Overzicht 3: Berekening van de overschrijding op basis van de CVZ-cijfers van juni 2012
a
overschrijding huisartsenkader 2009
€ 0 miljoen
b
overschrijding huisartsenkader 2010
€ 12 miljoen
c
overschrijding multidisciplinaire zorgverlening
ten laste van de huisartsen
€ 45 miljoen
d
niet gerealiseerde besparing doelmatig voorschrijven
€ 22 miljoen
totaal
€ 79 miljoen
De geactualiseerde cijfers van het CVZ laten zien dat de verwachte overschrijding van het huisartsenkader in 2009 en 2010 in vergelijking met de aanwijzing en de gewijzigde aanwijzing verder is afgenomen en dat de verwachte overschrijding van het multidisciplinaire kader verder is toegenomen. Verder laten de cijfers over het huisartsenkader 2011 en de multidisciplinaire zorgverlening 2011 een overschrijding zien van € 94 miljoen respectievelijk € 10 miljoen. Deze overschrijding in 2011 is niet afzonderlijk geredresseerd, ook niet in latere jaren.

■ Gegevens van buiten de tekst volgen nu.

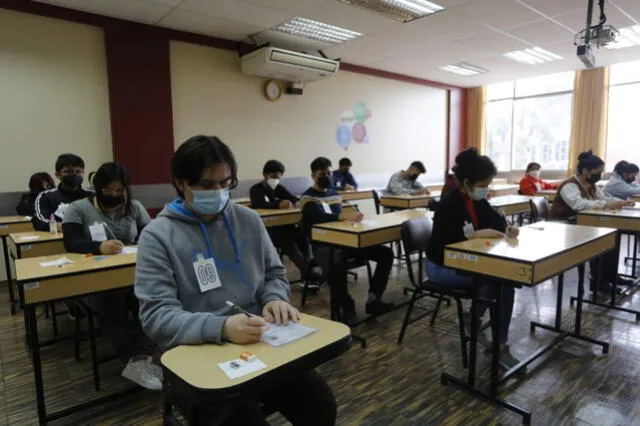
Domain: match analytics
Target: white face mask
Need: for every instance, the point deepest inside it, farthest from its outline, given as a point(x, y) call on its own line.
point(273, 183)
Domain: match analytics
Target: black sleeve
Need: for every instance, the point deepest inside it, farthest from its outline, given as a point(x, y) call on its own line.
point(75, 240)
point(257, 194)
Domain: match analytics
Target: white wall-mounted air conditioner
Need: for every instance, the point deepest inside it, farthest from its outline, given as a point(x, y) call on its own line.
point(286, 65)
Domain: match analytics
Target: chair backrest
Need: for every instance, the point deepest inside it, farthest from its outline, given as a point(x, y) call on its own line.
point(539, 209)
point(416, 234)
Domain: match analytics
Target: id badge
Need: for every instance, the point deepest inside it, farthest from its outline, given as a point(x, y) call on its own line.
point(468, 229)
point(98, 232)
point(206, 273)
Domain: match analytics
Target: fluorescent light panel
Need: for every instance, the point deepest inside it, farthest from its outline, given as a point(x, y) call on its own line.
point(532, 56)
point(314, 30)
point(399, 10)
point(629, 37)
point(462, 68)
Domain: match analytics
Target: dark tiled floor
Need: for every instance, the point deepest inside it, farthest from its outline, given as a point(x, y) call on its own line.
point(386, 383)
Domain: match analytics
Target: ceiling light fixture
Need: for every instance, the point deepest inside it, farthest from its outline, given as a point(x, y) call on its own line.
point(532, 56)
point(314, 30)
point(399, 10)
point(629, 37)
point(462, 68)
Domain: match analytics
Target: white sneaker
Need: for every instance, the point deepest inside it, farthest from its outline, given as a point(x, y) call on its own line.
point(141, 372)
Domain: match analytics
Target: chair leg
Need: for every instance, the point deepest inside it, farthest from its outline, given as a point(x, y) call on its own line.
point(405, 322)
point(463, 336)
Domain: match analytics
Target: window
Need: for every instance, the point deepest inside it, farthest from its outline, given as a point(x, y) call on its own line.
point(530, 120)
point(624, 92)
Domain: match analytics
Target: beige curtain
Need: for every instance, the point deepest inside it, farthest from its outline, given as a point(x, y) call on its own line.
point(590, 108)
point(476, 128)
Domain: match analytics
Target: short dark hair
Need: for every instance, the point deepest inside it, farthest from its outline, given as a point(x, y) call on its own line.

Zoals hiervoor in overweging 1 geciteerd, heeft de minister al in de gewijzigde aanwijzing aangekondigd dat overschrijdingen in 2011, gelet op beheersing van de zorguitgaven, in beginsel geredresseerd dienen te worden. De minister heeft daarbij opgemerkt dat dit ook gedurende het jaar 2012 kan. Daarom is het College van oordeel dat verweerster bij de beslissing op bezwaar in juli 2012 – teneinde te bepalen of de voorlopige cijfers waarop de tariefbeschikking is gebaseerd zodanig zijn gewijzigd dat de in de voor het jaar 2012 geldende tariefbeschikking opgenomen korting redelijkerwijs niet in stand kan blijven – mede acht heeft kunnen slaan op de overschrijding voor het huisartsenkader en het multidisciplinaire kader in 2011 zoals die uit de CVZ-cijfers van juni 2012 bleek.
Het College is van oordeel dat verweerster, gelet op de overschrijding op basis van de CVZ-cijfers van juni 2012 over de jaren 2009 en 2010 van in totaal € 79 miljoen en de verwachte overschrijding voor het jaar 2011 van € 104 miljoen, niet tot de conclusie heeft hoeven komen dat de opgelegde korting van € 98 miljoen niet in stand kon blijven.
9. Het beroep is ongegrond. Voor een proceskostenveroordeling bestaat geen aanleiding.